The 5 Best Business Reads on The Internet This Week

The 5 Best Business Reads on The Internet This Week

Want to catch up on the Internet's best business articles for the week? Cut through the clutter and start with these five. 

From increasing diversity, NASA's Pluto mission, to how to save your small business from making simple mistakes, here are five great business reads for the week.

1. The Company Benefits That Appeal Most to Working Moms

SurveyMonkey recently asked more than 500 moms to share which benefits their employers provided, which they'd used, and the benefits they'd actually like to see implemented. The results were not entirely surprising, including benefits like flexible work schedules, paid sick leave, and the ability to leave work when a child was sick. 

The surprise came from the discrepancy between the benefits these moms desired and the ones they're actually being offered. SurveyMonkey found that, "only 77 percent of organizations these parents work for offer full-time offer health insurance, only 40 percent offer flexible work schedules and 67 percent allow parents to take leave for a sick child."

When asked which benefits they'd most like to see added, moms overwhelmingly asked for childcare benefits. Unfortunately, only 5% of those surveyed work for a company that provides such benefits. 

2. 4 Dumb Mistakes Smart Small Business Owners Make

Did you know that only 50% of small businesses last long enough to celebrate their 5th anniversary? After surveying more than 500 U.S. small businesses, Brother International uncovered some common mistakes these businesses make that lead to their demise. 

The number one mistake? Taking on too many roles and responsibilities. No single person can do everything it takes to run a small business. Delegation is key, and businesses that are successful long term know this and practice it well. 

3. 5 Simple Ways to Raise Your Company's Diversity Quotient

Diversity is good for business. A group of people with many different backgrounds and experiences will create a wider range of solutions and ideas than a group of similar, likeminded people. 

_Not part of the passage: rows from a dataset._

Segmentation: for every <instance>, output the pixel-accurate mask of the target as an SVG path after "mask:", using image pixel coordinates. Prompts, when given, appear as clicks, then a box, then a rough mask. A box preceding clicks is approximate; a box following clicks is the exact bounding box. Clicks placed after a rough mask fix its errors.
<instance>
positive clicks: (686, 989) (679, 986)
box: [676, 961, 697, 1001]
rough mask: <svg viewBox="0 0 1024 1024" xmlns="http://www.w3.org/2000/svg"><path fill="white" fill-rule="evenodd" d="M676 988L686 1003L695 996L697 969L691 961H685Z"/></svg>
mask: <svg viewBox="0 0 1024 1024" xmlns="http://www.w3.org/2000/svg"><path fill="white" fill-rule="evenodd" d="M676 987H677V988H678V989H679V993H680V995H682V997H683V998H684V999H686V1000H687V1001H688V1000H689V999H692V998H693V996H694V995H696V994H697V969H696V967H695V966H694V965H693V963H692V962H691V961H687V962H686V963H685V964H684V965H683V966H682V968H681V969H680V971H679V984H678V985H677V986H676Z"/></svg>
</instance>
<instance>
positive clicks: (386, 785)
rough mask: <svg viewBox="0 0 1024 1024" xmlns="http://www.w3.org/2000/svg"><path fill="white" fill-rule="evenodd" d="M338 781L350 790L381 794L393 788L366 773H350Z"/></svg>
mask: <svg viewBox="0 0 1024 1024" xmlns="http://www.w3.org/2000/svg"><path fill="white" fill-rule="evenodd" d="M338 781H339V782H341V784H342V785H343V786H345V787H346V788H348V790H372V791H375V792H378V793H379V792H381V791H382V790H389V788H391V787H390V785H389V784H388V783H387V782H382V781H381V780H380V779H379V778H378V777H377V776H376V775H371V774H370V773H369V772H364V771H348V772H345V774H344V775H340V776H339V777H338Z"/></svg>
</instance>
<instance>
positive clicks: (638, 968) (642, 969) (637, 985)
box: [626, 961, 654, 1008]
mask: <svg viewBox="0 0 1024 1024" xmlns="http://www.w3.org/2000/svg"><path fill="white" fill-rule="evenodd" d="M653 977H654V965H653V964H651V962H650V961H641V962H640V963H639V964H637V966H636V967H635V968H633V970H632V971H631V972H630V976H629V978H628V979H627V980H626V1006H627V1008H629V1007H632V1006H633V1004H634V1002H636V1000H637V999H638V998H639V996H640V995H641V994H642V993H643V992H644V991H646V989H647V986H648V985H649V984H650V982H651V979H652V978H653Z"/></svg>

Knowing this and creating a diverse workplace are two different challenges. This article shares 5 unexpected ways to increase diversity at your company. 

Laura I. Gomez, CEO of Atipica, wrote in USA Today, "My ask for all of you is: skip the tweet activism about diversity. It does no good. Instead, ask your building security guard, office janitor, gardener, nanny and/or housecleaner if their kids need a job, internship or a scholarship." The article suggests that the CEO's kids already have connections to find an internship, but the cleaning crew's may not. 

One suggestion that may make employers cringe is to end employee referral programs. Referral programs make sense in that you're getting a recommendation from an already trusted employee. The problem is that people tend to know and refer new recruits who are just like them. We typically have social circles filled with people of the same race, gender, and experiences as ourselves, which limits the diversity in your work team.

4. 7 Lessons From NASA's Epic Pluto Mission

Was there anything else on the internet this week besides Pluto? Just barely. Besides the obvious lesson of patience (NASA waited nine years for these photos), the article shares lessons on scope, outcome, and what it takes to venture into uncharted territory. 

Perhaps most importantly, remember that any goal worth pursuing is going to require some luck and good timing in addition to all your hard work and perserverance. 

5. The Business Case for Women in the C-Suite

Including women in top management isn't just the "nice" thing to do; it's the smart and profitable thing to do. Only 5% of Fortune 1000 companies have female CEOs, and yet the data suggests that companies with female leaders and an even gender split outperform those without. Businesses with more women in top management positions perform better than their less diverse counterparts by delivering 34% greater returns to shareholders. 

The article also explains how perceived  biases and stereotypes affect a CEO's, and therefore a company's, reputation but the CEO's actual efficacy has little to do with these stereotypes.